There was a moment I thought: oh no, we'll need to rent a car in Atlanta. Then I remembered Uber exists. I am simply travel rusty. We'll get there. We'll have a good time.
Upon returning, we drive into Wisconsin for a weekend — another wedding. The boys are stressed about this one because we've kept them in sweatpants for their entire lives and now: wedding attire. Nothing crazy, but Roman is button-averse. And Eliot senses fashion weakness. Bribery will be required.
Then the two-week sojourn. First, a flight to Long Island by way of Baltimore — I reasoned I'd rather sit in Baltimore's airport than on the LIE in a rental during rush hour. We're meeting Leen's family there for about eight days. After what I'm sure will be an eventful stretch of city travel, beach days, and pool time, we fly into Milwaukee and drive to a cabin on the shores of Lake Michigan. Capping it all off with a five-hour drive home.
How does my car get from Minneapolis to Milwaukee? Sort of TBD. I think we've got it sorted, but it'll stress me out until the minute I'm in the van.
What are you doing this summer?
4. Buying new things.
I bought a pair of pants the other day. The guy told me they were from the same brand as Jeremy Allen White's t-shirt in The Bear (Merz b. Schwanen).
Honestly, not the selling point. I just need more pants for the office. Chef t-shirts aside.
We've also been eyeballing a hybrid for Leen. Her CRV is logging serious miles — she works way north. The debate: used with a bad interest rate, or new with more sticker shock. Decisions, decisions.
And it's mattress shopping weekend. You in the market? We've been on the same mattress since 2020 and, as we've both become hot sleepers, the foam situation is simply not cutting it. The mattress review market is unfortunately all liars — I learned this during my brief stint in affiliate marketing. The internet is mostly lies now, so maybe I should be less precious about it. But I still want something less gamified. I just don't want to buy it at a big box store.
Box store or mattress in a box. Decisions, decisions.
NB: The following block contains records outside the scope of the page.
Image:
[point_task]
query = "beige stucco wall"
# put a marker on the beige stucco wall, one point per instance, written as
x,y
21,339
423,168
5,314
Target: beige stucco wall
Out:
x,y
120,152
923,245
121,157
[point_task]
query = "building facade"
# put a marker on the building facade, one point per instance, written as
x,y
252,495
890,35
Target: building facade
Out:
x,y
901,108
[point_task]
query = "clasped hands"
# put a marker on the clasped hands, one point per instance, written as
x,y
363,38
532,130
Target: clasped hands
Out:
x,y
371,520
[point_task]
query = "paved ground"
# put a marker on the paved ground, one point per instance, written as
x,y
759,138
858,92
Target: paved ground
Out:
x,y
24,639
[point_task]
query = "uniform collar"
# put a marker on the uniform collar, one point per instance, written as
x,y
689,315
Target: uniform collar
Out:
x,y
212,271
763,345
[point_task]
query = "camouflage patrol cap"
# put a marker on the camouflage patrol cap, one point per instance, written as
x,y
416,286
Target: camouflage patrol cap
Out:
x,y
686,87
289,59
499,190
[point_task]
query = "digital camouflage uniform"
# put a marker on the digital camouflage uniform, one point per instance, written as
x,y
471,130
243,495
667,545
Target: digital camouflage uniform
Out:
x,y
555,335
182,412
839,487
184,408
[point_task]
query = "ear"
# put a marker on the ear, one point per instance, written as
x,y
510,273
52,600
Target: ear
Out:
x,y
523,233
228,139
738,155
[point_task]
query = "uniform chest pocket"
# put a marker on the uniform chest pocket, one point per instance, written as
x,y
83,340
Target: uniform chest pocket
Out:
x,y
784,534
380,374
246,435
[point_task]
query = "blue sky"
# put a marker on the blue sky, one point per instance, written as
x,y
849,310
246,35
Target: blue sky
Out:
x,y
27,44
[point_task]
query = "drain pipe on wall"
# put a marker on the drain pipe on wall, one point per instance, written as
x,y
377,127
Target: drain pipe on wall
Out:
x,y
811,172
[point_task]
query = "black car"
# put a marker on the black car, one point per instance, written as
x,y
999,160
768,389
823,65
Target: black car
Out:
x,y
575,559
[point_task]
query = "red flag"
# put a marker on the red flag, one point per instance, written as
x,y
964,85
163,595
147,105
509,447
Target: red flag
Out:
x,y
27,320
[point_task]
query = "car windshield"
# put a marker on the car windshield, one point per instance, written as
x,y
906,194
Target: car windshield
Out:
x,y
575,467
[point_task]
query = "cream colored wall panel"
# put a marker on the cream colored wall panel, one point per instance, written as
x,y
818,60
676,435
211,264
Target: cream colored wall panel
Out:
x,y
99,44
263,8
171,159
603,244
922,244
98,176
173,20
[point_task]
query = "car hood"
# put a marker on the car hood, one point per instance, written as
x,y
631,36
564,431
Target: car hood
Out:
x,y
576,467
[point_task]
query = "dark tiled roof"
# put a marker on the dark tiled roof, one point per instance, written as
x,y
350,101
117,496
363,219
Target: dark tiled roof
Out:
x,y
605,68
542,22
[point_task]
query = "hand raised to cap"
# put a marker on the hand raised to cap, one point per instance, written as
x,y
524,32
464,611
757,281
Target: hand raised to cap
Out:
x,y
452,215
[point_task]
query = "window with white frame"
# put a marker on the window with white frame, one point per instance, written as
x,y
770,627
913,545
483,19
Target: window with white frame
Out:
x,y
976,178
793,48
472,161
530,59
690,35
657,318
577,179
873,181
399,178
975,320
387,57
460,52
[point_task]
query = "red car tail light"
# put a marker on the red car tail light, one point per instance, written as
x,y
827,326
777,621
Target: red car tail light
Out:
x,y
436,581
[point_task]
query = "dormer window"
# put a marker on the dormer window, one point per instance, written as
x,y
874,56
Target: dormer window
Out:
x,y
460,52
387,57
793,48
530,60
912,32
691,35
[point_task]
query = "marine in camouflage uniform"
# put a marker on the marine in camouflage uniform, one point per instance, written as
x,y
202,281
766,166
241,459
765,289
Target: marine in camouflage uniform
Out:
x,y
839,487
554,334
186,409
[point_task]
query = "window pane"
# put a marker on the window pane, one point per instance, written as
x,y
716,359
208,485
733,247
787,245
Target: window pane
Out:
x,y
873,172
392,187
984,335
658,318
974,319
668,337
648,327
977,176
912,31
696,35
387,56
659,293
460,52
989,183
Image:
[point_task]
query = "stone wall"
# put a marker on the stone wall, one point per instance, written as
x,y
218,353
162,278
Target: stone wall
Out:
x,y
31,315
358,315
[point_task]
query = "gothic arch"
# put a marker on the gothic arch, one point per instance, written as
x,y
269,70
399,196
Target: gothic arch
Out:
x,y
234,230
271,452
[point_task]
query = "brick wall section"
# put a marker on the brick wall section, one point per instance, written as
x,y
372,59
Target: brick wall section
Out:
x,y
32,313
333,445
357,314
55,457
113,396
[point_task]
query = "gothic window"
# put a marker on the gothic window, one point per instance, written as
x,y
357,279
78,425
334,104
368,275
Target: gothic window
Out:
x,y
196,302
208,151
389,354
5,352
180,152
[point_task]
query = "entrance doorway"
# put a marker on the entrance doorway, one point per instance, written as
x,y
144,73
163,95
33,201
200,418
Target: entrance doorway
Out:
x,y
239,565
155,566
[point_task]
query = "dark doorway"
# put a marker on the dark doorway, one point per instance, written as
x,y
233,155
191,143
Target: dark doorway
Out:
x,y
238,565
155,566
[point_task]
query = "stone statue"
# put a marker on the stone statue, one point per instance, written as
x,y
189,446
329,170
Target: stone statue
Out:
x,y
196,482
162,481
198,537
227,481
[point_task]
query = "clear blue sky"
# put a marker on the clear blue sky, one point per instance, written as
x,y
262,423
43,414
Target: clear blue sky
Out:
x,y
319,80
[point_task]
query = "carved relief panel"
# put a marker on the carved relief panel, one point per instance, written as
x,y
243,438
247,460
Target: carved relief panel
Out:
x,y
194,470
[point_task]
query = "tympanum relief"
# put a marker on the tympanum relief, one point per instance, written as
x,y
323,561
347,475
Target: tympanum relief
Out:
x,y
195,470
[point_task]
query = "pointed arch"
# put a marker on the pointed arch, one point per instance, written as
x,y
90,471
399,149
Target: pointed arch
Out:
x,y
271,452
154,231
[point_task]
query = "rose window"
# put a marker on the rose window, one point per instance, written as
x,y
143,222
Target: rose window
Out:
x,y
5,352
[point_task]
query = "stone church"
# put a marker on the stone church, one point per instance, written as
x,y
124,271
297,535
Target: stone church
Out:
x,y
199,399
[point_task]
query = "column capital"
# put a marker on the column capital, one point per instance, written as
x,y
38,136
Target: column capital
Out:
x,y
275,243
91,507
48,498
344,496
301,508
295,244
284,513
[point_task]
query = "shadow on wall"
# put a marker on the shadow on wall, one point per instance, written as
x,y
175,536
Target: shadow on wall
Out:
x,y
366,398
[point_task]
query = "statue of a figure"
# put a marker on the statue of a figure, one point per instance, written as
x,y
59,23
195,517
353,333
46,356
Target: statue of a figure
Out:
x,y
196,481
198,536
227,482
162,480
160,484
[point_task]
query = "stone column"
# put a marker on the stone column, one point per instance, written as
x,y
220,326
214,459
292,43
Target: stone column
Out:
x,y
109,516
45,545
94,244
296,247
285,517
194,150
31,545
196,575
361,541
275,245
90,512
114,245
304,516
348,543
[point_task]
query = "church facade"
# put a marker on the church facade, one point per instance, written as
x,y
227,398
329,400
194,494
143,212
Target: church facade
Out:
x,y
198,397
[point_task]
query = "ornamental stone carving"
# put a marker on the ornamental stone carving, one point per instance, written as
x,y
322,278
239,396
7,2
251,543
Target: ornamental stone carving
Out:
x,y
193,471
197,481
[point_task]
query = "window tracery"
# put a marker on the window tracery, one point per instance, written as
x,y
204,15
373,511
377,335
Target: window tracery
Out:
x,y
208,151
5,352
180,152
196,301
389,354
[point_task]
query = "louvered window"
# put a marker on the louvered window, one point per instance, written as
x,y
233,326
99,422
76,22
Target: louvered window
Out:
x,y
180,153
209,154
What are you sleeping on? Foam? Hybrid?
5. HBD Roma.
I'd be remiss if I didn't mention him. He turns five this weekend — which is why I saved this for number five.
We threw his party last weekend. In doing so, I arrived at a realization I think is useful for any parent navigating a new school situation.
He's in PreK at a new building. Everyone is new. We've made some acquaintances, he has some friends, but he's four. So when it came time to build a guest list, we couldn't figure out who to invite and who to cut. We decided: just invite the whole class. Skip the politics. We made an invite, sent it to his teacher to push out on the communication app, then made fliers and sent them home in backpacks.
This was the worst-attended birthday party we've ever thrown.
I've had parties where we invited five kids and got five kids to show up. This one: twenty invites, four attendees. Three friends we'd specifically texted — heads up, please come — and one family whose daughter just really likes Roman.
Here's what I think happened. When everyone gets invited, it feels less essential that anyone shows up. I know this because we've been on the other side of the blanket invite. We've mostly ghosted those. No offense — we just didn't know the kid, or had something going on, or didn't.
The lesson: invite the friends. Get the smaller cake. Generality is worse than specificity. I had food for forty people. I threw away a lot of pizza.
Que sera sera.
To be clear — he had a great party. He loved who showed up. The weather was perfect. I'm only talking about guest list construction.
This weekend: a smaller family shindig, a hotel staycation, some LEGO, more cake. He will be a happy camper.
Happy Birthday, Roman.
I am technically parked in a space reserved for customers of a place I left two hours ago. I was a customer.
How long does that status hold? Can they tow me? Am I the problem I spoke of before? Parking woes are a two way street.